Posted by: rt42 | August 27, 2008 5:24 AM | Report abuse

Totally ridiculous and inappropriate for Michelle Obama to speak at all. And what a turnoff to see the children exploited that way. I'm a Democrat and I'll vote for Obama, but why are they going out of their way to make it so hard for me to do so?

Posted by: Morag | August 27, 2008 6:25 AM | Report abuse

Interesting that I had the same reaction to the column and was moved to blog on Cohen's site. I guess it's the world we live in now.
Michelle Obama did exactly what she needed to do which was hold her own and come across as NORMAL---on an evening when she could not hope to compete with the emotion of Teddy Kennedy making it to the convention and 'passing the torch.' Carville is wrong about this one. To all the well-meaning opinionators advising Obama to change his strategy or abandon his soaring rhetoric; you would do well to remember the 1980 campaign--NO Democrat would have believed that Ronald Reagan could be taken seriously as a candidate, let alone win, but he did. With no more experience than Obama. I say here and now to ALL voters, Barack Obama brings MUCH more to the table than Ronald Reagan and he can be successful--by BEING Barack Obama--the one that made it through the most brutal primary campaign in my life--sticking to his calls to something higher and better than personal gratification or status quo.

Posted by: dch | August 27, 2008 7:54 AM | Report abuse

And...why does NORMAL have to mean so clearly 'subdued'?? As an an African American woman/Obama supporter, I wince at Michelle's speech and applaud Hillary's -mostly because if I have to downplay every facet of my being/experience in this nation to win over others - frankly I don't want to play.

In the end Hillary has been a true contender - who lived out the Harriet Tubman words she spoke last night, in front of my face this past year - whether I liked it or not. She kept a' going. DAMN STRAIGHT SHE DID. And in the end, she has regained my respect. So people need to take Michele for who she is, LIKE IT OR NOT. COMFORTABLE OR NOT. We don't need another June Cleaver stereotype before us - though her skin might be brown. That is not real change..is it? Claire Huxtable (The Cosby Show - editor's reference) was *not* June Cleaver. Neither is Michele Obama. Give that a REST. Be FOR REAL. Come real and let the others kiss your..@$$.

But that won't get you in the White House, will it? Nope. So we Negro women just smile and wave.
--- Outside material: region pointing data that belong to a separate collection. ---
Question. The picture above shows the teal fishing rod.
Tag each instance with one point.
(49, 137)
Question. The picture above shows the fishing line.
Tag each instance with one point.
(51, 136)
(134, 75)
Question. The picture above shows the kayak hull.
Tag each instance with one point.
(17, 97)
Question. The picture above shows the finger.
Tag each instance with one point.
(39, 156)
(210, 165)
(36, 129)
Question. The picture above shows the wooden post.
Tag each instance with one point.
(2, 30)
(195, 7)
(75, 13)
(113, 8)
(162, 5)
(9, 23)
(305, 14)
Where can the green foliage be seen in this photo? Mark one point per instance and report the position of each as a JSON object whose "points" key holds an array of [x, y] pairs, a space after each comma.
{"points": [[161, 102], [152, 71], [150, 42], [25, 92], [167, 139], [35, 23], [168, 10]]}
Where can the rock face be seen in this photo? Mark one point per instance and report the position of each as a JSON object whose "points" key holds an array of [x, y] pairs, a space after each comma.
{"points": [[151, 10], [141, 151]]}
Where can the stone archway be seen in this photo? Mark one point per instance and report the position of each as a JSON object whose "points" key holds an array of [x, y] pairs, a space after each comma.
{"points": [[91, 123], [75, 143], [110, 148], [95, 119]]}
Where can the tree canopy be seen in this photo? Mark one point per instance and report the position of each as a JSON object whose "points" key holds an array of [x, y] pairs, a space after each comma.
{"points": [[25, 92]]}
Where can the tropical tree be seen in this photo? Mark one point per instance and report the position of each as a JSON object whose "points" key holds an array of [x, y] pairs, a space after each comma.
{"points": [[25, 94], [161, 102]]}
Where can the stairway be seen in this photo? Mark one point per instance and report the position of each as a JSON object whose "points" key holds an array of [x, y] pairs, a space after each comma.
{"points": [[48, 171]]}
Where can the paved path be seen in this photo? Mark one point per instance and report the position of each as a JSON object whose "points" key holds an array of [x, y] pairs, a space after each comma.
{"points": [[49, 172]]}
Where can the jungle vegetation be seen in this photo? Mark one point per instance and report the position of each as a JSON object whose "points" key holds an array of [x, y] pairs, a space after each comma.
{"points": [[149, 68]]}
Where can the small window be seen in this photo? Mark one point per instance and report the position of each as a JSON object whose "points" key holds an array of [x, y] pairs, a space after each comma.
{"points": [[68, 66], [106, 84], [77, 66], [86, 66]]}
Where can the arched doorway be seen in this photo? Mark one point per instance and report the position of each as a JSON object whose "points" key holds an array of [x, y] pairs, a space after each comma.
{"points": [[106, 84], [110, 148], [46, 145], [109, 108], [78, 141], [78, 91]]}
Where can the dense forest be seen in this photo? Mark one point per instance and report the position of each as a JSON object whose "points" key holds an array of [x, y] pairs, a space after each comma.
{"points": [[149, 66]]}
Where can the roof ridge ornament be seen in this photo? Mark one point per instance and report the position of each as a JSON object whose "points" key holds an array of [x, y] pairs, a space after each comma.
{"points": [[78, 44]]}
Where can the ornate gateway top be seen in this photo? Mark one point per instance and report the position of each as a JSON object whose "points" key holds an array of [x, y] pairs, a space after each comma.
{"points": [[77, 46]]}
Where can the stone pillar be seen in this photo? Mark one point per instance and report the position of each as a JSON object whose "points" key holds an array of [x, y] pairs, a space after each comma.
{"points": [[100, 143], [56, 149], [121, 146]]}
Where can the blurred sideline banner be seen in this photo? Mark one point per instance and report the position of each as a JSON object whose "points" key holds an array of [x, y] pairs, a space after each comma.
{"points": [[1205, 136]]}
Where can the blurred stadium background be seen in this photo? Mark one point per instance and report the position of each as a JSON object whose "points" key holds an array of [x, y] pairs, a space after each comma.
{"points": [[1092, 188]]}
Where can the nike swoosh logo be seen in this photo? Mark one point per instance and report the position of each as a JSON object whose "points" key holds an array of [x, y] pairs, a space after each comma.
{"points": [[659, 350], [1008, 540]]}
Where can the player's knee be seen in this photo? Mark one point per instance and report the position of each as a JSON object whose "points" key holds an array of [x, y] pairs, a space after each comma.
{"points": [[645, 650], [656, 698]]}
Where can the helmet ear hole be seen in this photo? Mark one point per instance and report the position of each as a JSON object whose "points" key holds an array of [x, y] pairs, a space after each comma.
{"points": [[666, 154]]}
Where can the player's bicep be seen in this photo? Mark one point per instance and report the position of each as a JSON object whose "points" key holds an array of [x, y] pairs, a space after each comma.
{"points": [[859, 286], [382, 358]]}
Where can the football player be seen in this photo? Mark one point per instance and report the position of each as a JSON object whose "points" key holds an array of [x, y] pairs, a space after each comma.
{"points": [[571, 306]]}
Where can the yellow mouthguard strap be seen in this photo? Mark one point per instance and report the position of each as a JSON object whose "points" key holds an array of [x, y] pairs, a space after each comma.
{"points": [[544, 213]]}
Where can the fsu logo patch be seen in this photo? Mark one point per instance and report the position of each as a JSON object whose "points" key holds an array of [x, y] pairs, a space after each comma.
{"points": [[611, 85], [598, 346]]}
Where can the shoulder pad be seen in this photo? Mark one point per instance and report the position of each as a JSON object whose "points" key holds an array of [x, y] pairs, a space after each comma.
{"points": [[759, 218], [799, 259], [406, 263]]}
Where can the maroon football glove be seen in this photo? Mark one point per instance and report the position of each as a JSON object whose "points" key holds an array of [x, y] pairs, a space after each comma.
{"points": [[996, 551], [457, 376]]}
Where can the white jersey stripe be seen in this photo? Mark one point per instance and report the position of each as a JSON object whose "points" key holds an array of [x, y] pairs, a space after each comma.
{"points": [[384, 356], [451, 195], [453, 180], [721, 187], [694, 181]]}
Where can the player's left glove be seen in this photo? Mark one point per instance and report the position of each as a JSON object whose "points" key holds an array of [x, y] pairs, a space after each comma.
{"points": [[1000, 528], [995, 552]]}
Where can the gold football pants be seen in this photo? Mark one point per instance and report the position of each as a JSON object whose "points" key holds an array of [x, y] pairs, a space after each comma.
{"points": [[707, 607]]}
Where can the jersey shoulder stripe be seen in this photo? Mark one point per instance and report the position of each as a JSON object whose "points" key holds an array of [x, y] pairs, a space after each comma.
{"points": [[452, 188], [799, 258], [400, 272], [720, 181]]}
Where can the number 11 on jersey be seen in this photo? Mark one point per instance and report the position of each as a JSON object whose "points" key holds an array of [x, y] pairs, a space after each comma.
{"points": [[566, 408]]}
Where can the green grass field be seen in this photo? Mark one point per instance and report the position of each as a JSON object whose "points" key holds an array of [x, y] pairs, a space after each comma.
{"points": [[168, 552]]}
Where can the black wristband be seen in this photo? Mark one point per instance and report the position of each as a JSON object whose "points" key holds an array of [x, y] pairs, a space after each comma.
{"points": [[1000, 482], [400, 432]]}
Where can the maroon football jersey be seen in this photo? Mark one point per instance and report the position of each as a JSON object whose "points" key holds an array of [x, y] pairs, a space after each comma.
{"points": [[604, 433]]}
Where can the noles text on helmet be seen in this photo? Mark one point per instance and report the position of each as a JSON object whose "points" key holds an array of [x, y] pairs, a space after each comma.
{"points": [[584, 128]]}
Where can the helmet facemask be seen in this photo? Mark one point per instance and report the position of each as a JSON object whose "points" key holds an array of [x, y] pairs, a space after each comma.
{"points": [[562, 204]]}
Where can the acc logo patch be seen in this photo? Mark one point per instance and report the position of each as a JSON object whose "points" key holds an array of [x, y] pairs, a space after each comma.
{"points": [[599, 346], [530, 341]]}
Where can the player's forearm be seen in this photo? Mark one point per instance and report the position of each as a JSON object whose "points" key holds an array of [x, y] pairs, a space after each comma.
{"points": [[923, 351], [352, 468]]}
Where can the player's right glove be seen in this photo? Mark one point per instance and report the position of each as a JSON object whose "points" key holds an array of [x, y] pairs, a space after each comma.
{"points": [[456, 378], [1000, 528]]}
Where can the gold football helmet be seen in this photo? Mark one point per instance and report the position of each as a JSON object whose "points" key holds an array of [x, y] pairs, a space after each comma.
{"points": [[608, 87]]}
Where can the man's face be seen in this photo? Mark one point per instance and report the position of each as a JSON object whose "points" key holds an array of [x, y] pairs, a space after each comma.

And keep a' going as bes' we can.

Posted by: THANK YOU TRAVIS ALLY | August 27, 2008 9:24 AM | Report abuse

prior post should begin THANK YOU TRAVIS ALLY.

:)

Posted by: Proud Mary | August 27, 2008 9:26 AM | Report abuse

I loved your reference in passing to Nancy Reagan "with that fixed, adoring gaze" toward her "beloved Ronnie."

The fact that quite a few people in America find anything "notable" in the "dainty" persona of Nancy Reagan reflects on the gullibility of those folks. Her only contribution ever to human society which I can think of was her promoting the simpleminded "Just Say No" slogan about drug use among young people during the years of her hubby's administration. (The "Just Say No" remedy ought to cure all human problems like cheating, lying, being greedy, being short-tempered, and so on.)

It is true that now that she is 87, frail in health, and widowed, and had to experience for some years undoubtedly huge pains of living with her husband while he suffered from AD, we should leave her alone without negative comments about her, and indeed hold best wishes for her; but she was a public figure, who having merely happened to have married a future president received lots of nonsensical adulation for two decades since 1980, with the customary fawning interviews in The Ladies Home Journal, and so on.

Posted by: Observer | August 27, 2008 9:38 AM | Report abuse

Michelle Obama spoke to me - she touched my heart. I'm old enough to be her mother and raised six children after divorcing my husband. My heart aches when I think about their not having the love and care of a father. Their father had problems of his own that precluded his being a caretaker for them, very much like Barack's father. If you saw Michelle and I standing side by side you would doubt that that we had anything in common but she spoke in a way that made us sound like soul sisters - even though I'm white.

Thank you, Michelle. It was a tough speech to give and you did an admirable job.